Aujourd’hui, Nuremberg est devenue synonyme de paix et des droits humains. La place Nelson Mandela, Nuremberg, Siège de la Coalition des Villes Européennes contre le Racisme, la rue des Droits Humains sont les preuves tangibles de la métamorphose que cette ville a accomplie depuis la fin de la seconde guerre mondiale. La rue des Droits humains avec ses 27 colonnes, ses 2 plaques incrustées au sol, son chêne en forme de colonne et son arc de triomphe symbolise l’orientation politique et sociale de Nuremberg, libérée des démons du passé et ouvert au vent de la tolérance et de la diversité culturelle. Ce monument, la rue des Droits Humains, frappe non seulement par sa valeur esthétique mais surtout par le message fort qu’il renferme. Sur chacune des colonnes figure un article de la « Déclaration Générale des Droits de L’Homme des Nations Unies du 10 décembre 1948» et notamment l’article premier qui rappelle que : «Tous les êtres humains naissent libres et égaux en dignité et en droits. Ils sont doués de raison et de conscience et doivent agir les uns envers les autres dans un esprit de fraternité.»

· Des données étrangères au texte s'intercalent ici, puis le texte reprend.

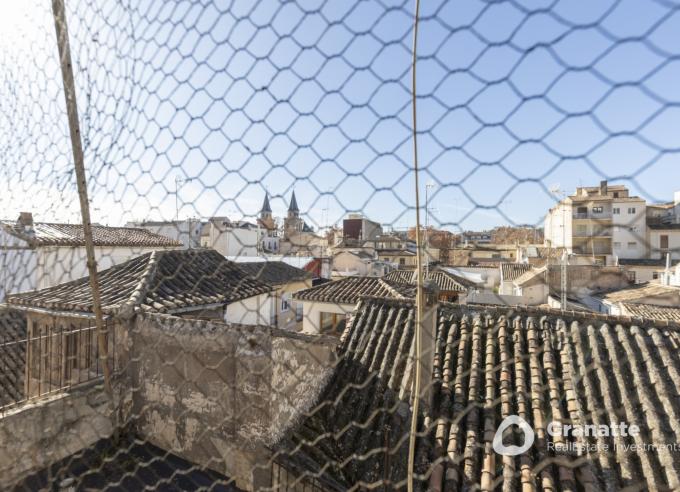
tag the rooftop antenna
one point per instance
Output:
(557, 191)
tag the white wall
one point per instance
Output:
(234, 241)
(256, 310)
(654, 238)
(533, 294)
(311, 322)
(629, 228)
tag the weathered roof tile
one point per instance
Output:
(160, 281)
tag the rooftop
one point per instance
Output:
(49, 234)
(160, 281)
(131, 464)
(445, 280)
(542, 365)
(274, 272)
(639, 292)
(649, 311)
(349, 290)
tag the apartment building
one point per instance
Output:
(604, 222)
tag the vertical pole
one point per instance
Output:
(419, 260)
(59, 13)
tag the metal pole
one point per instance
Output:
(419, 260)
(59, 13)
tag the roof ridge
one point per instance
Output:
(394, 291)
(139, 292)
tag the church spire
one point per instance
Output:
(293, 204)
(266, 209)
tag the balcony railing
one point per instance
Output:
(593, 232)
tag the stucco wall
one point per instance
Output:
(286, 320)
(311, 321)
(218, 394)
(256, 310)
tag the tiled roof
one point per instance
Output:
(511, 271)
(349, 290)
(649, 311)
(12, 355)
(489, 364)
(46, 234)
(445, 281)
(274, 272)
(640, 292)
(160, 281)
(531, 274)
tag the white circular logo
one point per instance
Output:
(513, 450)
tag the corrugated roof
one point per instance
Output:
(511, 271)
(445, 281)
(489, 364)
(48, 234)
(160, 281)
(649, 311)
(641, 291)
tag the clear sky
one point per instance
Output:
(241, 98)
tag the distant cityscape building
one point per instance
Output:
(604, 222)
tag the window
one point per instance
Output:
(332, 323)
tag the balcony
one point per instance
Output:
(592, 216)
(604, 232)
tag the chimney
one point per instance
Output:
(603, 187)
(26, 220)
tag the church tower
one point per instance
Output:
(293, 224)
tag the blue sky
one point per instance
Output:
(239, 98)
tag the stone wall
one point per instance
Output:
(218, 395)
(38, 434)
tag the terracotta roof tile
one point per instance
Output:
(274, 272)
(445, 281)
(487, 364)
(47, 234)
(350, 289)
(161, 281)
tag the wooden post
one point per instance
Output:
(59, 13)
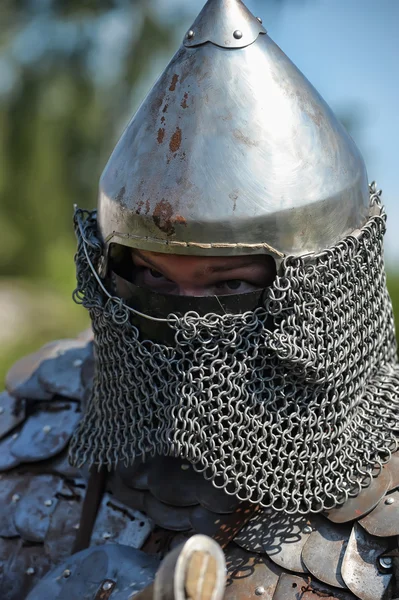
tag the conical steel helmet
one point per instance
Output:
(232, 152)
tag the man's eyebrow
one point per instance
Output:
(145, 259)
(222, 268)
(231, 267)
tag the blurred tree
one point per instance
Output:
(71, 73)
(71, 68)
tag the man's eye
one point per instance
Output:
(234, 284)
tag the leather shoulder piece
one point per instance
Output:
(345, 551)
(98, 573)
(318, 552)
(41, 495)
(39, 515)
(172, 494)
(53, 370)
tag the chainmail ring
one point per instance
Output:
(297, 417)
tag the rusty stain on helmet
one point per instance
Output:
(180, 220)
(175, 79)
(121, 194)
(175, 141)
(162, 216)
(161, 135)
(184, 101)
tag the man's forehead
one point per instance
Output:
(215, 262)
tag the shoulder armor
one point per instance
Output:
(41, 495)
(314, 554)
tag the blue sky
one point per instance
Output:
(349, 50)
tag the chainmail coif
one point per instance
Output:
(296, 417)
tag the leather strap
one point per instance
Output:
(91, 504)
(235, 522)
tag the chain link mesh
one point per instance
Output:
(297, 417)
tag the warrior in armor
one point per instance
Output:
(241, 387)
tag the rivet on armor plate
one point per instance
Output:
(385, 562)
(307, 529)
(107, 586)
(260, 591)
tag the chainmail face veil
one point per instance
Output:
(296, 417)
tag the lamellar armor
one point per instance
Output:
(266, 421)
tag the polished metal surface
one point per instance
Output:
(243, 404)
(383, 521)
(64, 525)
(36, 507)
(12, 488)
(393, 467)
(225, 23)
(7, 459)
(250, 576)
(46, 433)
(324, 551)
(195, 570)
(356, 507)
(21, 567)
(282, 537)
(291, 587)
(233, 152)
(360, 567)
(12, 413)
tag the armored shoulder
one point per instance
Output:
(40, 493)
(343, 554)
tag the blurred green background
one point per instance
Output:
(71, 73)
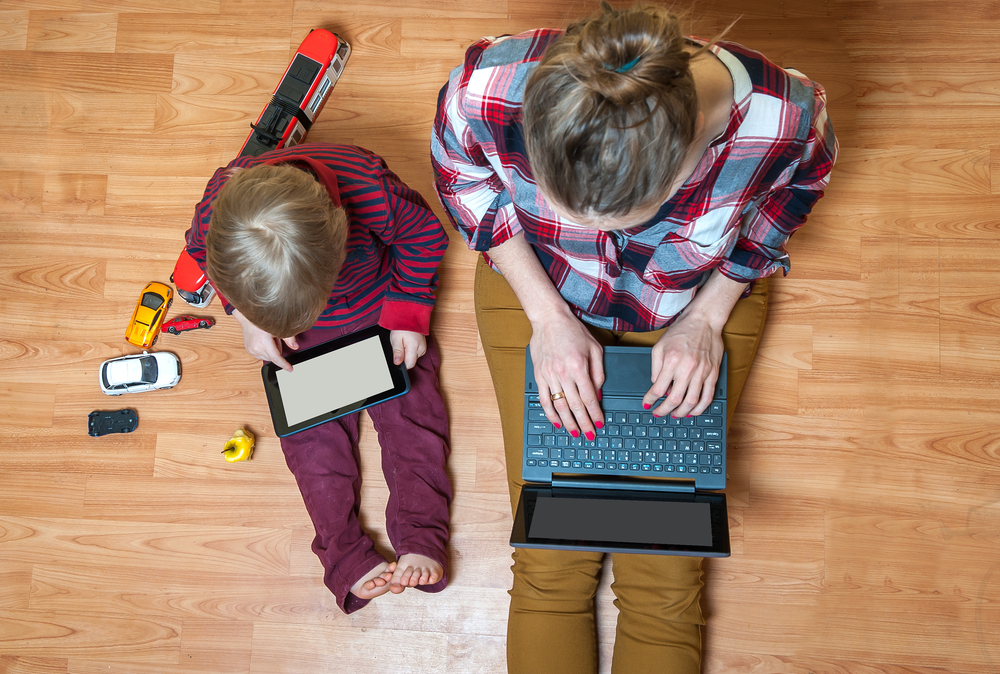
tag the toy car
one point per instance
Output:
(183, 323)
(300, 95)
(152, 306)
(104, 423)
(139, 372)
(192, 284)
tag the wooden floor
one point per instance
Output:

Le Prix international des Droits humains

Le prix international des droits humains a été décerné à Eugénie Musayidire, le 30 septembre 2007 à l’Opéra de Nuremberg en présence de personnalités allemandes et étrangères. Mme Musayidire est la seconde femme africaine à recevoir cette distinction honorifique. Cette année, c’est la septième fois que le prix est attribué. Il est doté de 15.000€, octroyé par Mr. Bruno Schnell,

l’éditeur des journaux «Nürnberger Nachrichten» et «Nürnberger Zeitung ».

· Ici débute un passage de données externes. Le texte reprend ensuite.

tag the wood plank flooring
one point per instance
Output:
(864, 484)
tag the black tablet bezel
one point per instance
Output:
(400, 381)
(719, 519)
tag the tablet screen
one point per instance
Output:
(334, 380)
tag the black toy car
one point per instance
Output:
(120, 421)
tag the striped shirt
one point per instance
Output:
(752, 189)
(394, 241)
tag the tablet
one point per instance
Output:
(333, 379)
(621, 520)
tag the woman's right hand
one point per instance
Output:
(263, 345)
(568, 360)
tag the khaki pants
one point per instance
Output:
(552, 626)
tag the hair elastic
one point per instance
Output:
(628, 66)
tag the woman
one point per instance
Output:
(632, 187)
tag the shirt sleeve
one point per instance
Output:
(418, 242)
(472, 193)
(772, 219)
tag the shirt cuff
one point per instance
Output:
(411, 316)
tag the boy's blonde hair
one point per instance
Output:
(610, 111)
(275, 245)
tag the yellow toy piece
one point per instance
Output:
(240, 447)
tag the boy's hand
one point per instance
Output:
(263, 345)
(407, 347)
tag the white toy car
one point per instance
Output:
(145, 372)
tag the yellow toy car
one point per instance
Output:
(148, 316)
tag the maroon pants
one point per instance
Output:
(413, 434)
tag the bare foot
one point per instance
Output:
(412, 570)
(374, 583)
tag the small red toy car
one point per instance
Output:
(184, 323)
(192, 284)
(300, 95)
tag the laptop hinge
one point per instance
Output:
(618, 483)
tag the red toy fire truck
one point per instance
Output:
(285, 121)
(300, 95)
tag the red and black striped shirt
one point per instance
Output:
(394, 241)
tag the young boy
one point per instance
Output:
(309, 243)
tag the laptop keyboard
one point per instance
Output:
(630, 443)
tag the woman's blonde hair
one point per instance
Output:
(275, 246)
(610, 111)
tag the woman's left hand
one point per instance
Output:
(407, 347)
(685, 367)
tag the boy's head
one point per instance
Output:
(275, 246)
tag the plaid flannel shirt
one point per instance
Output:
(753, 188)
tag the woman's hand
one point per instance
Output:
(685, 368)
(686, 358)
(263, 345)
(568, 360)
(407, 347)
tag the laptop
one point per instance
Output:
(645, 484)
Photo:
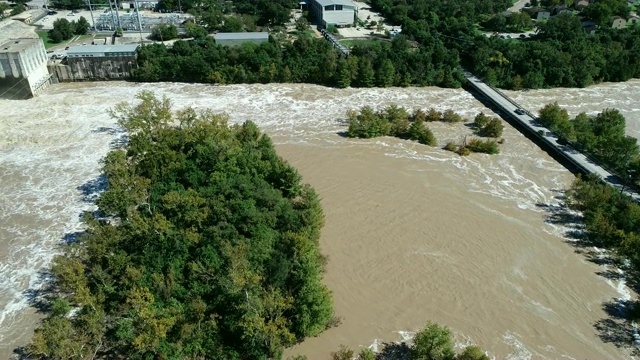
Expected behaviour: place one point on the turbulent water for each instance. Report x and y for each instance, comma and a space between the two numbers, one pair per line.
413, 233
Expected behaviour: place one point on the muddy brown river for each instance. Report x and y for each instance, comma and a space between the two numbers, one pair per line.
413, 233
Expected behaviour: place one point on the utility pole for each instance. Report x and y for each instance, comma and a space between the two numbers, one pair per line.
93, 21
115, 2
135, 2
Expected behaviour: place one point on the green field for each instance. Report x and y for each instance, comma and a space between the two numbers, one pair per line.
45, 38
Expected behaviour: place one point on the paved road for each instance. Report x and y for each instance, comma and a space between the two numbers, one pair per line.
519, 5
578, 159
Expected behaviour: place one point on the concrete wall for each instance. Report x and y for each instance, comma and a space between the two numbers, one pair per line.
24, 69
14, 88
93, 69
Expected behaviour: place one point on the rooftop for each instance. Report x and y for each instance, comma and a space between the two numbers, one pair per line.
242, 36
335, 2
17, 45
98, 49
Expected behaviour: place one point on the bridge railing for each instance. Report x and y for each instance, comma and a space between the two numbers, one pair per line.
562, 151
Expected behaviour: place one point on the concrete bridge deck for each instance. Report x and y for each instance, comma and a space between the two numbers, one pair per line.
529, 123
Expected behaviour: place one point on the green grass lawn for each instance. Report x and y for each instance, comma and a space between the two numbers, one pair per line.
45, 38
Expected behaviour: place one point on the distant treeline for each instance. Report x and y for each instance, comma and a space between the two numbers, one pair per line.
314, 61
602, 136
562, 54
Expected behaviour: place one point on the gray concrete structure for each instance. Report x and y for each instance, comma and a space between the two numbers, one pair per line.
334, 12
23, 68
530, 125
93, 69
234, 39
102, 51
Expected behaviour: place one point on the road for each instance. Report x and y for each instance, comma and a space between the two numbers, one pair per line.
519, 5
528, 120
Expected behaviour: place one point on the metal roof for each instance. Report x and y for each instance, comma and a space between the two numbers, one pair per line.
242, 36
336, 2
98, 49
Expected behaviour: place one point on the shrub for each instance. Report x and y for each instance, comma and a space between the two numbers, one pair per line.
344, 353
483, 146
493, 128
472, 353
451, 117
433, 115
366, 354
451, 147
433, 343
463, 151
481, 120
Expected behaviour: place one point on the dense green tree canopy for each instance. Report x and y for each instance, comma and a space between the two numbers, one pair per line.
394, 63
205, 246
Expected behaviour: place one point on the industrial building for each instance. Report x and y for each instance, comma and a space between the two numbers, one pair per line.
334, 12
23, 68
102, 51
234, 39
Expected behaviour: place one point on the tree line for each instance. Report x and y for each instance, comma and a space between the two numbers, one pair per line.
611, 221
601, 136
205, 245
315, 61
560, 55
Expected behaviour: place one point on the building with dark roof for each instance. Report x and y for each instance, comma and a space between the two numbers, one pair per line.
334, 12
102, 51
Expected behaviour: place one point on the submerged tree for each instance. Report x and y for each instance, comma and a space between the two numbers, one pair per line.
205, 246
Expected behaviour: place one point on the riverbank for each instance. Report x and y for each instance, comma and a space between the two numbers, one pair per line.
413, 233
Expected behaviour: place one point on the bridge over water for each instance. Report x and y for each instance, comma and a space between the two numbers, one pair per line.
529, 125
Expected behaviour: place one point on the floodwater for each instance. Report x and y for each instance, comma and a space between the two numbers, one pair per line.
413, 233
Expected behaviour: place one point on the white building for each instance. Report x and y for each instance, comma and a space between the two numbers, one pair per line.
102, 51
23, 68
334, 12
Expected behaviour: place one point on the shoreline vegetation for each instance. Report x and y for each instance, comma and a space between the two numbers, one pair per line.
396, 121
437, 39
204, 245
601, 136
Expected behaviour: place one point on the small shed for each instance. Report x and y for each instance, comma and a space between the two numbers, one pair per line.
619, 22
235, 39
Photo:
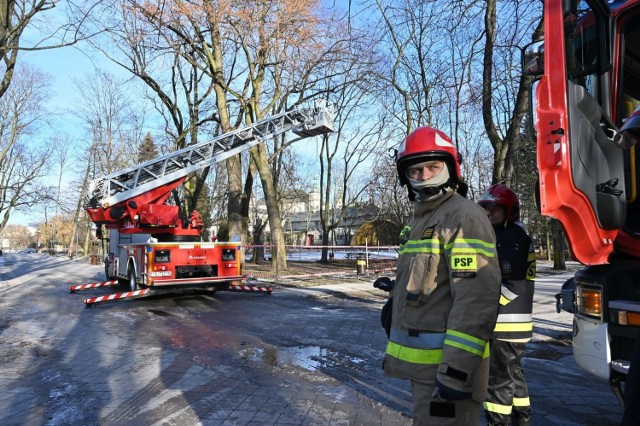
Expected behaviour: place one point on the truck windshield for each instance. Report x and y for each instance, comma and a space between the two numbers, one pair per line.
630, 69
584, 35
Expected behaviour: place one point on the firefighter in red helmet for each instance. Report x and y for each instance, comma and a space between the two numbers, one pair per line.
445, 298
508, 400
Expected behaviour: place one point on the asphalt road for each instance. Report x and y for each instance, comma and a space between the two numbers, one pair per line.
298, 356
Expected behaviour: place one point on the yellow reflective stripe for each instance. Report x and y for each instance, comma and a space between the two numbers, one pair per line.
465, 342
521, 402
422, 246
463, 245
414, 356
514, 326
497, 408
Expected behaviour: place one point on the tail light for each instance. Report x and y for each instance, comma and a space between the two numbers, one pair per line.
589, 301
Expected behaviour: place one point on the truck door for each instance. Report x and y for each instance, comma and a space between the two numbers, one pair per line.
582, 172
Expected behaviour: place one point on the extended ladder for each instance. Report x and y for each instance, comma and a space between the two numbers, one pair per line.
128, 183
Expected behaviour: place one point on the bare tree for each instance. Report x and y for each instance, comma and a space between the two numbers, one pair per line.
37, 16
505, 90
21, 164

En 1999, Me Fatimata Mbaye de Mauritanie fut la première lauréate du continent africain. Le jury louait son engagement pour abolir l’esclavage qui sévit encore en Mauritanie. Créé en 1995, le prix International des Droits Humains est décerné tous les deux ans à une personne ou à un groupe qui par son engagement exemplaire et au risque de sa propre vie lutte pour une cause juste en rapport avec les droits humains. Le jury reconnaît non seulement l’engagement du récipiendaire mais aussi il contribue au-delà du lauréat à protéger et à encourager tous ceux qui défendent corps et âmes les droits humains. Cette récompense est la réponse de la ville de Nuremberg aux crimes qui ont été commis contre l’humanité et perpétrés par des autorités étatiques. C’est aussi le symbole que le nom de cette ville ne sera plus jamais associé à de tels actes répréhensibles et barbares. Nuremberg se confond aujourd’hui avec les termes de paix, réconciliation et respect des droits de l’Homme.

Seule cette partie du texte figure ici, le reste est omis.